Gawker sent the internet into a spiral when writer Ernest Baker wrote about his interracial dating experiences in the essay “The Reality of Dating White Women When You’re Black.” Ernest initially attributed his dating choices to geography:
“I never consciously set out to date white women. My attraction to them was likely a natural response to my environment. The year after the O.J. verdict, my dad was now getting enough money to move his wife and three children to a nice house in a Chicago suburb. […] Before I was even 10, I started having crushes on girls, trying to get my first kiss, and all of that. All I saw around me were white girls.”
But later on in the article, he wonders if he’s been “brainwashed” by Eurocentric beauty ideals before asserting that blonde hair and blue eyes are intrinsically attractive:
“It’s not like I think that type of beauty is superior, but motherf*ckers try to make you feel guilty for being attracted to those types of features at all. Let’s be real, blonde hair and blue eyes are f*cking attractive and thinking that doesn’t mean you’re a piece of shit who gives those features inherent value over the features of other races. Rihanna is hot and so is Blake Lively. Lupita N’yongo is hot and so is Allison Williams. Sue me for not allowing my race to limit what I find attractive.”
His article sparked so much debate that Gawker decided to create a series of posts about people who date interracially and why. Erika Ramirez followed with a piece entitled “I’m Mexican But Date Black Men,” where she maintains that her relationships evolve organically (“the heart wants what the heart wants”) and that the interracial aspect is merely a coincidence:
“I used to say I didn’t have a type, but if we go off consistency, I do. While I’ve dated other races, I’m mostly attracted to black men. My eyes and heart tend to steer me in that direction. I can’t pinpoint physical features or characteristics of black men because that’s not only wrong, it’s just not the entire case. What I’m attracted to can be found in men of all races: strong arms (sense of protection), a great smile, nice build (healthy), ambitious, passionate, a sense of humor—a touch of sarcasm helps—and a kind heart.”

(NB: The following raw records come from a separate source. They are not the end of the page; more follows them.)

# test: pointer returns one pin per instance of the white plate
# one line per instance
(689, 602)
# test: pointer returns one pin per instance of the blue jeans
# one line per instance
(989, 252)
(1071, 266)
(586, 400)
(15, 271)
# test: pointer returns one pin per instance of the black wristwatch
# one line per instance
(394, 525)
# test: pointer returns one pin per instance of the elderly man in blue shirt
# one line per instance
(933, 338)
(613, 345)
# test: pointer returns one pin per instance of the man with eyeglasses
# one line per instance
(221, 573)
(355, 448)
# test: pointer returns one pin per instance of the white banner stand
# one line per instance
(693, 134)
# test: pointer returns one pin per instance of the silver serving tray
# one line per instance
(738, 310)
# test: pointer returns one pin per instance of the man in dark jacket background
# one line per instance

Baker and Ramirez have two very different rationales behind their dating choices but the reality is the same: the majority of the people they date are white women or black men, respectively. Do you find that you mostly date people of a certain race? If so, is it a coincidence or a conscious decision? Is it based on something you can’t control like geography or does your dating pattern have a deeper social implication?